Another thought on courses is that you're looking for name recognition. If you slap "Special Operations Bodyguard Services - Ninja-Bodyguard Course on your resume, no one is going to recognize it, and will pass right over it as if you never attended anything. You have to find courses that people in the industry are familiar with and that have a lot of alumni (networking opportunities). Since you asked about driving, I'll tell you that BSR and Tony Scotti are two of the industry standards. Anyone that is seriously doing this job has gone to one or both of these schools, and most active instructors can trace their linage back to them as well. Granted there are a ton of driving schools out there offering decent training, but again, it's about name recognition on your resume.
Driving schools. Lot's of schools will teach you how to spin a car around, but that's not protective driving. Look for schools that work in multi-car formations, so you know what a lead car does, or how to drive the client car, or how hectic life is in the follow-car. All of these are different and have different roles and responsibilities. Can you coordinate a four-car Reverse 180 on a narrow street in the dark under pressure? That's what you're looking for.

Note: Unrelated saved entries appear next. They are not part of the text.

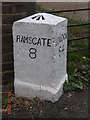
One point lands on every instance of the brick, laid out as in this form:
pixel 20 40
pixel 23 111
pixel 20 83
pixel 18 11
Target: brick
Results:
pixel 10 18
pixel 7 66
pixel 7 41
pixel 6 28
pixel 7 57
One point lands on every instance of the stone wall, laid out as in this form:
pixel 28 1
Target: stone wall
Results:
pixel 10 13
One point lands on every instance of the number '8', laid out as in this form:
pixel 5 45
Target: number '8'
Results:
pixel 32 53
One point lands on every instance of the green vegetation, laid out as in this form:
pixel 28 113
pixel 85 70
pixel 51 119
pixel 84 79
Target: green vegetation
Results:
pixel 77 66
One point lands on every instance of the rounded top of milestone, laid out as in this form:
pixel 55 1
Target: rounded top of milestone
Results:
pixel 42 18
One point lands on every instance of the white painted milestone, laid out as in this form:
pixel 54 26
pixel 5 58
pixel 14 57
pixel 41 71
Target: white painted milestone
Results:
pixel 40 56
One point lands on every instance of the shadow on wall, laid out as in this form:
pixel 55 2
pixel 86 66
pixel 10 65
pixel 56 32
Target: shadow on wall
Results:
pixel 80 15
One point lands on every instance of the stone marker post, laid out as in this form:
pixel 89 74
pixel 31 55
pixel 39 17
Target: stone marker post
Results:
pixel 40 56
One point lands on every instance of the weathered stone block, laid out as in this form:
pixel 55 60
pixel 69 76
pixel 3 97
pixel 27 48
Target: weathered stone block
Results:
pixel 40 56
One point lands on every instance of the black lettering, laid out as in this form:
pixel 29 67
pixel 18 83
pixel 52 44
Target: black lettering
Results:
pixel 34 43
pixel 18 38
pixel 22 39
pixel 48 43
pixel 39 42
pixel 30 40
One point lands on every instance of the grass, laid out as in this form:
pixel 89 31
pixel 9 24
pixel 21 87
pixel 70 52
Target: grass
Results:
pixel 77 66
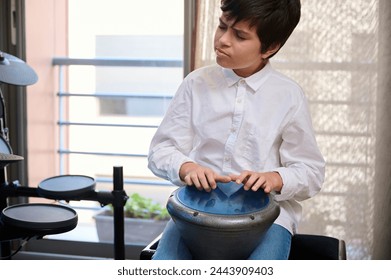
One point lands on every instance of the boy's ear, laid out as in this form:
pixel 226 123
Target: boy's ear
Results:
pixel 272 49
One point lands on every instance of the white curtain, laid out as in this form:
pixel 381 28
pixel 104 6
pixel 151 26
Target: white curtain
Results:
pixel 333 54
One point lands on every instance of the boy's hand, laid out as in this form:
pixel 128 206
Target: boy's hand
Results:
pixel 268 181
pixel 202 178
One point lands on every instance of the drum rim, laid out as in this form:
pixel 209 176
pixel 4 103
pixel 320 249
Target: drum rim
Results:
pixel 68 223
pixel 69 194
pixel 229 222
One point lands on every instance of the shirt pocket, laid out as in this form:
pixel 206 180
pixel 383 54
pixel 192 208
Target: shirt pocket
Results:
pixel 255 148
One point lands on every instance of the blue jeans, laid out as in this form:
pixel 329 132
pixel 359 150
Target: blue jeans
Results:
pixel 274 245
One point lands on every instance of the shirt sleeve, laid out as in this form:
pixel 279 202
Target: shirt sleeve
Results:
pixel 303 166
pixel 172 141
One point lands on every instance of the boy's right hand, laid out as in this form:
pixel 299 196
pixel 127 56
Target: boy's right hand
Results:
pixel 202 178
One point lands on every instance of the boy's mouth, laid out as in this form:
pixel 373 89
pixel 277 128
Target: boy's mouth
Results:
pixel 219 52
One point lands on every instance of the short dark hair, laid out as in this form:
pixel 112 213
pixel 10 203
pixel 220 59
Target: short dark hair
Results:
pixel 274 20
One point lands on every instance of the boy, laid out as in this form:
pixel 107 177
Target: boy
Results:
pixel 242 121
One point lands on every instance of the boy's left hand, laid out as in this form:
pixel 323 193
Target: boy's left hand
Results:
pixel 268 181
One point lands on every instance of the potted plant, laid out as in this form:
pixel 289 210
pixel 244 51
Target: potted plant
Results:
pixel 144 220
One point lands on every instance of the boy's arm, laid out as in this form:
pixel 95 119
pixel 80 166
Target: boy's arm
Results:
pixel 303 166
pixel 173 139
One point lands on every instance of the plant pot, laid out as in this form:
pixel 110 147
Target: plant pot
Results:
pixel 137 231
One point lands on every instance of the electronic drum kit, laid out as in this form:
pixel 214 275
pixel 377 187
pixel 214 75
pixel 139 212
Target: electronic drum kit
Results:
pixel 231 219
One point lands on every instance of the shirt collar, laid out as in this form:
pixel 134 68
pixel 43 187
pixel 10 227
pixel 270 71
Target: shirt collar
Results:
pixel 254 81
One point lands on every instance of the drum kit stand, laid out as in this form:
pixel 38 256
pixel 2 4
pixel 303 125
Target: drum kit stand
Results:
pixel 27 220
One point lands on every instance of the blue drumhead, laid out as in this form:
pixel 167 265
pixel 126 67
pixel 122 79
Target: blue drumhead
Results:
pixel 226 199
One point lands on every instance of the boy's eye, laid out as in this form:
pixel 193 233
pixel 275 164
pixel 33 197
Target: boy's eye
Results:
pixel 240 36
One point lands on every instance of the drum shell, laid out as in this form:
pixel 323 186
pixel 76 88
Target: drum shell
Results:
pixel 216 236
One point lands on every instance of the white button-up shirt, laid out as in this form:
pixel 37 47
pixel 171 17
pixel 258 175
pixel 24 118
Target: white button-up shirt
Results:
pixel 230 124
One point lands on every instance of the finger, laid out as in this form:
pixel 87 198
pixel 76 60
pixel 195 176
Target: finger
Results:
pixel 241 179
pixel 259 184
pixel 251 180
pixel 223 179
pixel 192 179
pixel 204 183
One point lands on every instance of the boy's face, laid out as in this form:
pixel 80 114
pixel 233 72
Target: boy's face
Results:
pixel 238 47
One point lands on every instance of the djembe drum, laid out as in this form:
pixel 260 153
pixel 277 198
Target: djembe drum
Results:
pixel 226 223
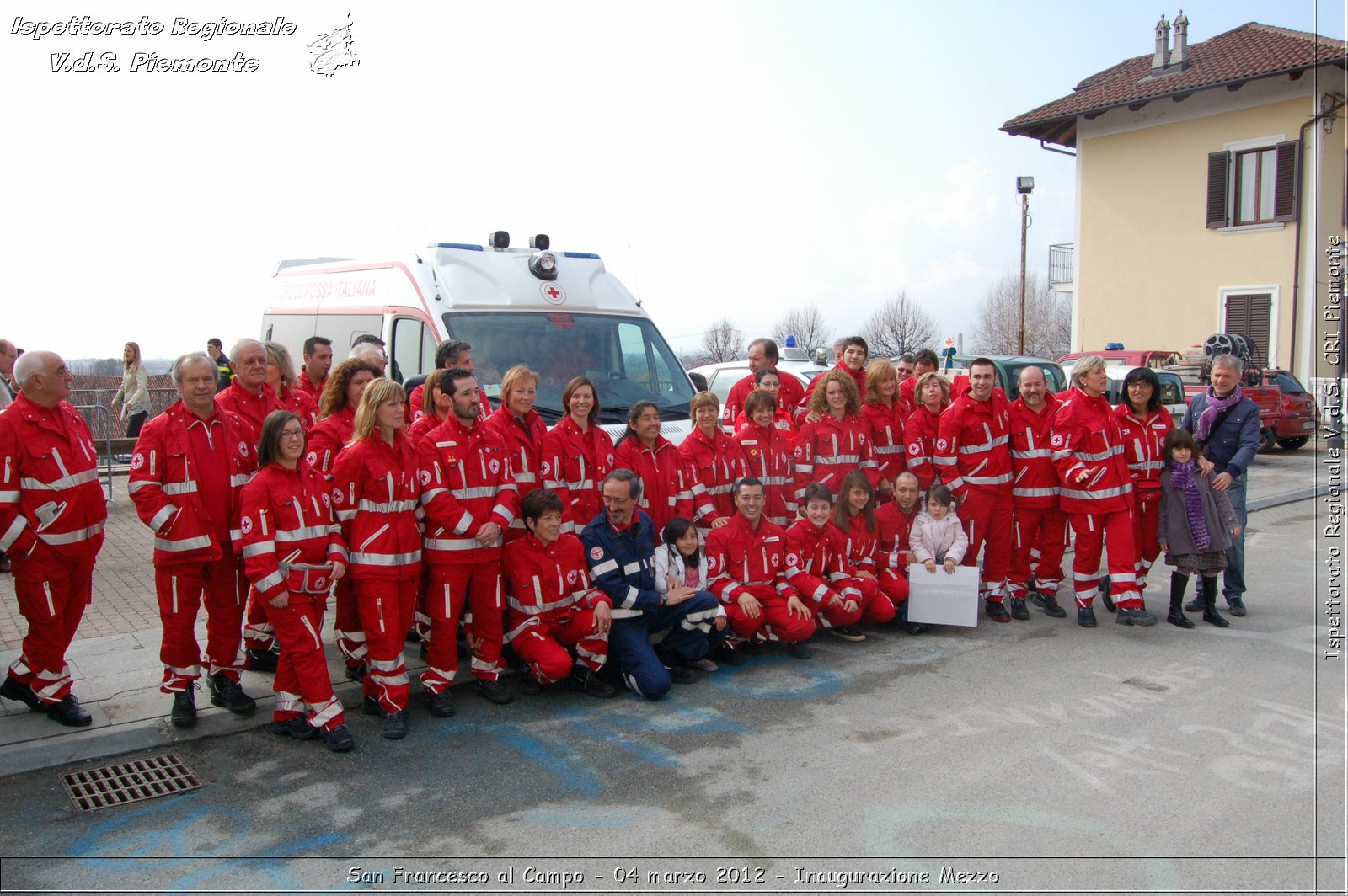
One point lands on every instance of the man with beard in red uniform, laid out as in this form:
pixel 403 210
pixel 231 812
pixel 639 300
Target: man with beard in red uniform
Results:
pixel 51 516
pixel 1041 527
pixel 469 498
pixel 251 401
pixel 188 473
pixel 974 460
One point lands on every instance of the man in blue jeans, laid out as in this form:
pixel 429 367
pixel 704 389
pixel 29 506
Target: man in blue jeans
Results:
pixel 620 550
pixel 1226 424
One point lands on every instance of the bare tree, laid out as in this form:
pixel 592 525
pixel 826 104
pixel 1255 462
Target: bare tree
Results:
pixel 721 341
pixel 898 327
pixel 806 323
pixel 1048 318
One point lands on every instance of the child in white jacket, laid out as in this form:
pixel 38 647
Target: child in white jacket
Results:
pixel 937 536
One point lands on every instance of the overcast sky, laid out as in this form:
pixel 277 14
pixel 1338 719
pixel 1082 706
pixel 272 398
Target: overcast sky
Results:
pixel 718 155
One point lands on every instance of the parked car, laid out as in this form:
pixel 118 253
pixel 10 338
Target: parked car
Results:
pixel 721 377
pixel 1008 374
pixel 1300 413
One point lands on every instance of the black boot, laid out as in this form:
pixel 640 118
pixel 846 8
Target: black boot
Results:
pixel 1210 601
pixel 1179 583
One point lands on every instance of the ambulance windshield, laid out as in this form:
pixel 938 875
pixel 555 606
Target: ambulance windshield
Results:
pixel 627 359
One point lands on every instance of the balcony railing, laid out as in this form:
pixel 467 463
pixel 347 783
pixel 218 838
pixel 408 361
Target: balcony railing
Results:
pixel 1062 263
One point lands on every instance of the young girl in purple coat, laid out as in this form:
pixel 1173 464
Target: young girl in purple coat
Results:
pixel 1195 525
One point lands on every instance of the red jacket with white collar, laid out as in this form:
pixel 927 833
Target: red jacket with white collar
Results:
pixel 1035 483
pixel 287 518
pixel 165 489
pixel 467 483
pixel 739 557
pixel 375 491
pixel 974 445
pixel 1087 438
pixel 1143 445
pixel 51 504
pixel 828 451
pixel 546 585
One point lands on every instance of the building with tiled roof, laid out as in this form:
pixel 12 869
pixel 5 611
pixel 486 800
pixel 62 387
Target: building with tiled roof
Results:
pixel 1211 179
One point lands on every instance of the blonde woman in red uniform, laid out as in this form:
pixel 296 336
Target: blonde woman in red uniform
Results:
pixel 375 489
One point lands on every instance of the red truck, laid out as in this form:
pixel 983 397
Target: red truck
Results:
pixel 1192 368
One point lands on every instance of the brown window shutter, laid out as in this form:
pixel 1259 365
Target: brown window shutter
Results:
pixel 1219 189
pixel 1286 181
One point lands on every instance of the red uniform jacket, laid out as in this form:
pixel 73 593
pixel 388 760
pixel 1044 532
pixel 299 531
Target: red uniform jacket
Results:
pixel 328 438
pixel 788 397
pixel 1143 445
pixel 920 433
pixel 1087 437
pixel 714 464
pixel 546 585
pixel 820 561
pixel 891 543
pixel 1035 477
pixel 302 404
pixel 828 451
pixel 163 484
pixel 768 456
pixel 666 485
pixel 375 491
pixel 51 505
pixel 251 408
pixel 974 445
pixel 741 558
pixel 573 465
pixel 887 437
pixel 287 519
pixel 525 445
pixel 862 543
pixel 467 483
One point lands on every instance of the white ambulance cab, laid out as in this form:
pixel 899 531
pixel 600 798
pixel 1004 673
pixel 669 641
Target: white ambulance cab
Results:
pixel 559 313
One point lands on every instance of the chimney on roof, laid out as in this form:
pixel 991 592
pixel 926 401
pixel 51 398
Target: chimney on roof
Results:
pixel 1181 51
pixel 1163 58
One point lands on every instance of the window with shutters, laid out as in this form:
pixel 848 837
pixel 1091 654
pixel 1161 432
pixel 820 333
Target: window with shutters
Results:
pixel 1255 185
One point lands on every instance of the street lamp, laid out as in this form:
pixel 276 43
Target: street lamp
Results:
pixel 1024 186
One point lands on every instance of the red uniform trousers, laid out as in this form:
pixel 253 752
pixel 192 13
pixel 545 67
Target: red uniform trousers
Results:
pixel 774 623
pixel 1041 539
pixel 1092 531
pixel 259 633
pixel 1146 539
pixel 876 606
pixel 986 515
pixel 302 670
pixel 832 615
pixel 53 605
pixel 449 585
pixel 182 590
pixel 543 646
pixel 894 585
pixel 350 637
pixel 386 612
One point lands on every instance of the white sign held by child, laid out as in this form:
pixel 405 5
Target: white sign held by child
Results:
pixel 941 599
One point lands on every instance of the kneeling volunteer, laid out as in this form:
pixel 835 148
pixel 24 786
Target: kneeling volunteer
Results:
pixel 293 552
pixel 552 604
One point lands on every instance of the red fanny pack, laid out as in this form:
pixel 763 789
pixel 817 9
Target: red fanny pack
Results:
pixel 308 579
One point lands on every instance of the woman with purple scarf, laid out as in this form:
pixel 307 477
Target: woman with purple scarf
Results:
pixel 1195 527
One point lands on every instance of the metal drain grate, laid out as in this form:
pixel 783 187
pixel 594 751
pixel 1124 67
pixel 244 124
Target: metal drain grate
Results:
pixel 130 781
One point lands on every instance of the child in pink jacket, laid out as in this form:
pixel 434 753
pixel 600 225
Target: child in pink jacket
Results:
pixel 937 536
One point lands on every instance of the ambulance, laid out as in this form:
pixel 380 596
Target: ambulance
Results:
pixel 559 313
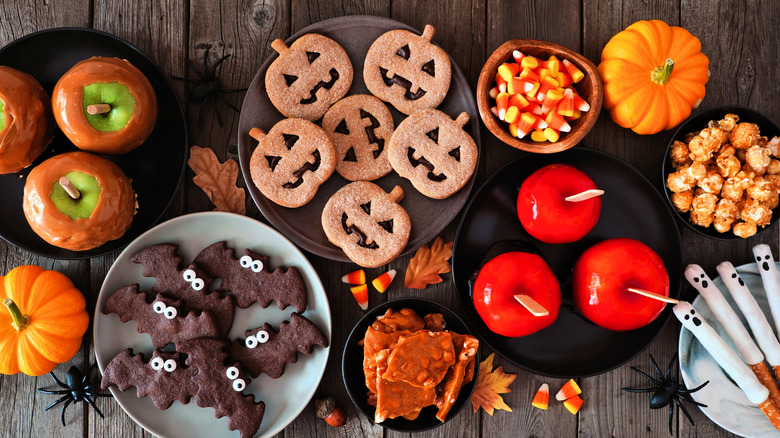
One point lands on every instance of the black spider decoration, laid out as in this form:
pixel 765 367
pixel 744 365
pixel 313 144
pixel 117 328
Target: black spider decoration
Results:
pixel 208 88
pixel 668 390
pixel 76 390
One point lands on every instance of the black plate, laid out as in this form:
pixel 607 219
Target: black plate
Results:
pixel 355 380
pixel 698 122
pixel 631 207
pixel 303 225
pixel 156 167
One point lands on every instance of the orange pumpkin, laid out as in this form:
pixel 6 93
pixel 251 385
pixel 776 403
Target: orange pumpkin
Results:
pixel 654 75
pixel 44 322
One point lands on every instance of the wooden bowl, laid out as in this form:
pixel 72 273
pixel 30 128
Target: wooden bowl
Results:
pixel 590 88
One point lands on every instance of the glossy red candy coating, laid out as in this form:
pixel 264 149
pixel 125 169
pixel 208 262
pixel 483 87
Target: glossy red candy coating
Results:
pixel 601 278
pixel 543 210
pixel 509 274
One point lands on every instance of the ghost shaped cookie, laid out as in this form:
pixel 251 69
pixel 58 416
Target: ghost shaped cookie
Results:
pixel 360 127
pixel 367 223
pixel 433 152
pixel 407 70
pixel 308 77
pixel 291 162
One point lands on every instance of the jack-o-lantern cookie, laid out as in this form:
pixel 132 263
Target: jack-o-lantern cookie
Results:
pixel 407 70
pixel 308 77
pixel 367 223
pixel 291 161
pixel 360 127
pixel 433 152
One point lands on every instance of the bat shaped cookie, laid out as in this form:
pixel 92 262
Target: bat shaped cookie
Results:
pixel 163 378
pixel 190 284
pixel 161 317
pixel 221 386
pixel 251 279
pixel 266 351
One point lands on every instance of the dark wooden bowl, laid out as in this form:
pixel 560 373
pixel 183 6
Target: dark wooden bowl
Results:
pixel 590 88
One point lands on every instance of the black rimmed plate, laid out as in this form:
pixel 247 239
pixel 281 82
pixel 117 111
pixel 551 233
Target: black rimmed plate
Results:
pixel 631 207
pixel 303 225
pixel 355 380
pixel 156 167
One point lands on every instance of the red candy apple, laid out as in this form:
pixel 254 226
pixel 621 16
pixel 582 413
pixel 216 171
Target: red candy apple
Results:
pixel 602 276
pixel 510 274
pixel 544 211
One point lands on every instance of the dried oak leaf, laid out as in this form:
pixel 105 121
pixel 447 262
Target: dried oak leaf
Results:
pixel 489 385
pixel 426 265
pixel 218 180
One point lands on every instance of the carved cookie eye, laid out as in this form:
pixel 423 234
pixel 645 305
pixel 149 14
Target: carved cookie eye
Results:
pixel 157 363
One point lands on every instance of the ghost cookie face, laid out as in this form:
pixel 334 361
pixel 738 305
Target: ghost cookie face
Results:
pixel 308 77
pixel 360 126
pixel 433 152
pixel 292 161
pixel 367 223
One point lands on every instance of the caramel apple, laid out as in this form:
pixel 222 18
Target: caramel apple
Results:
pixel 25 120
pixel 78 201
pixel 105 105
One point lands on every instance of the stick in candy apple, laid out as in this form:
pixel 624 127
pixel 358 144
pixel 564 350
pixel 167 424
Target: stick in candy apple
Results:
pixel 728 360
pixel 760 327
pixel 744 344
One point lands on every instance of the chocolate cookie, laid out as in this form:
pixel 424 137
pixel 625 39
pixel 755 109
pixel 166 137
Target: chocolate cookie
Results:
pixel 250 278
pixel 360 126
pixel 407 70
pixel 308 77
pixel 267 351
pixel 291 161
pixel 433 152
pixel 367 223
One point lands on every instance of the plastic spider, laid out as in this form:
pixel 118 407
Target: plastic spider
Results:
pixel 76 390
pixel 207 87
pixel 668 390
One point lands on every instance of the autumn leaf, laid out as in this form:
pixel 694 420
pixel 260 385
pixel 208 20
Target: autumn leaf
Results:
pixel 426 265
pixel 217 179
pixel 489 385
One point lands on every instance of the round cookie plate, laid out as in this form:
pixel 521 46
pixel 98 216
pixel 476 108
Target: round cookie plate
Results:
pixel 302 225
pixel 284 397
pixel 631 207
pixel 156 167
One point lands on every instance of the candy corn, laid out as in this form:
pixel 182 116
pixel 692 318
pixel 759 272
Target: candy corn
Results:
pixel 383 281
pixel 542 397
pixel 355 277
pixel 360 293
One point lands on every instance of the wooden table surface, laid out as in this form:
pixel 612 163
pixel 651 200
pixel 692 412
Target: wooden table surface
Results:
pixel 739 37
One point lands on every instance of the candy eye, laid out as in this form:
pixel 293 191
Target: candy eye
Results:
pixel 170 365
pixel 157 363
pixel 232 373
pixel 170 312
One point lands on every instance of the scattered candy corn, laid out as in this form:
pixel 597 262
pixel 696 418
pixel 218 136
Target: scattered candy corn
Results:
pixel 542 397
pixel 568 390
pixel 383 281
pixel 360 293
pixel 355 277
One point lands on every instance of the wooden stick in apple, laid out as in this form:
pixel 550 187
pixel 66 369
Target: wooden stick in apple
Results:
pixel 728 360
pixel 759 325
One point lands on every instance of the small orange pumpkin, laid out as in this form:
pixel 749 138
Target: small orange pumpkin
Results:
pixel 654 75
pixel 44 322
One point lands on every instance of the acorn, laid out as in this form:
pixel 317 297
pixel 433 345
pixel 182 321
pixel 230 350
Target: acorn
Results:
pixel 327 410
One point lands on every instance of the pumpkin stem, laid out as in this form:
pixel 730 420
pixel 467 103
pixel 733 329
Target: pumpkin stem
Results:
pixel 20 321
pixel 660 75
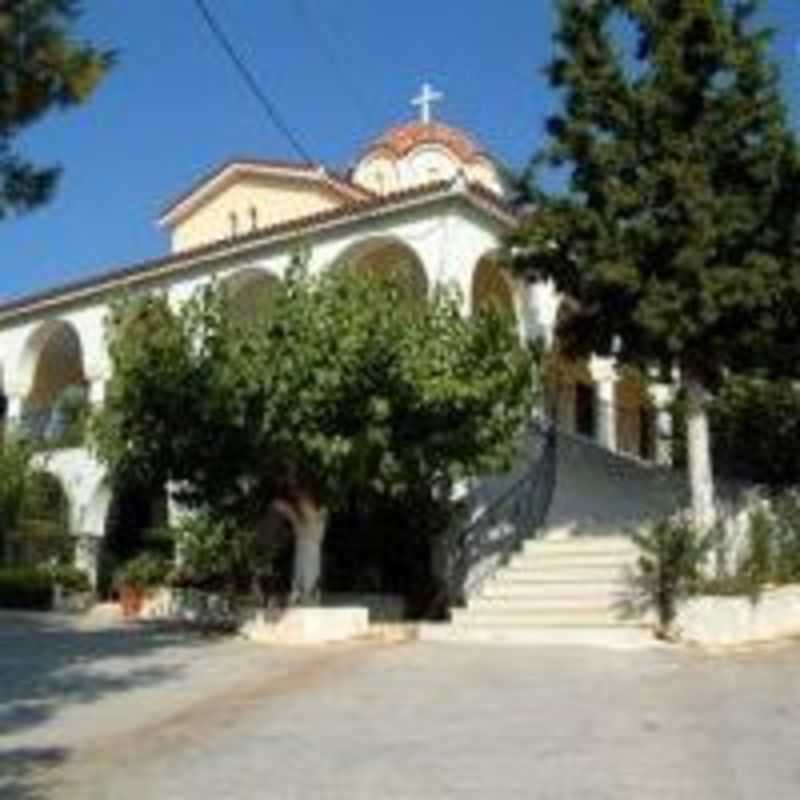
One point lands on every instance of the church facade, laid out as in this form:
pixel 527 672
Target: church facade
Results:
pixel 423 200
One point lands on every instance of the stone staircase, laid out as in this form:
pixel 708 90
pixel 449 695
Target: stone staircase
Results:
pixel 555 591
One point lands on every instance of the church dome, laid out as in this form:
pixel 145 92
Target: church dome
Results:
pixel 424 152
pixel 402 139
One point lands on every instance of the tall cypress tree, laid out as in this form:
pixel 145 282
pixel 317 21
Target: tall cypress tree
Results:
pixel 42 67
pixel 678 237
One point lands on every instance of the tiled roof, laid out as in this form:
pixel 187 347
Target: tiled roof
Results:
pixel 351 211
pixel 300 170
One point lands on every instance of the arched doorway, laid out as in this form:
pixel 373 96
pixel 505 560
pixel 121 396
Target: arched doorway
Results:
pixel 635 416
pixel 136 520
pixel 492 288
pixel 388 258
pixel 52 371
pixel 569 389
pixel 249 293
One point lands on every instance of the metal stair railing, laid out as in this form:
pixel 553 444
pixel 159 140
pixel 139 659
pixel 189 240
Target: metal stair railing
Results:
pixel 476 551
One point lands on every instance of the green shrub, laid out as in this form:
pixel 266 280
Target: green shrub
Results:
pixel 71 579
pixel 757 567
pixel 670 566
pixel 787 533
pixel 145 571
pixel 27 588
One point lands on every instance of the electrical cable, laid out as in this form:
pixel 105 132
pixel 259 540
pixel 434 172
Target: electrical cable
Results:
pixel 267 105
pixel 329 53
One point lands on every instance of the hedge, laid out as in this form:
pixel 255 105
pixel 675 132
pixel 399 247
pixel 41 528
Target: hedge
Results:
pixel 26 588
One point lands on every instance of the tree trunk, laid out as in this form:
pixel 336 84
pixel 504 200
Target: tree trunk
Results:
pixel 698 446
pixel 308 521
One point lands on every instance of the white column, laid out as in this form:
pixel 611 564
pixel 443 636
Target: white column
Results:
pixel 604 375
pixel 97 392
pixel 87 556
pixel 662 395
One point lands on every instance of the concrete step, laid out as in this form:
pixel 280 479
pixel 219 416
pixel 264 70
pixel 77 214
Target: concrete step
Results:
pixel 525 570
pixel 538 603
pixel 630 637
pixel 512 586
pixel 553 562
pixel 581 546
pixel 544 616
pixel 567 557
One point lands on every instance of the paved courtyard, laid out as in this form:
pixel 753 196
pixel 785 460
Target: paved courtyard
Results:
pixel 108 712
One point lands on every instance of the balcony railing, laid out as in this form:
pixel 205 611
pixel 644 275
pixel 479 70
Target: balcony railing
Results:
pixel 52 428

Finally, you need to decide on what type of protection you want to do. Many will tell you that the principles are the same for all threat levels, and that's true to an extent. However, if you know that you want to do corporate protection, there are courses that specialize in those skills (R L Oatman & Associates). If you know that you're more inclined to do high-risk PSD work than look to Blackwater-type courses. As an example, Bob Oatman, doesn't even use the word firearm in his entire one-week course, but has a couple blocks of instruction on dress and business etiquette. Blackwater USA, on the other hand, has you on the range within the first hour of the course working on shooting. Keep in mind that the vast majority of all Stateside details are unarmed. Get my point?
Anyway, that's probably more that you needed, but it will move you in the right direction.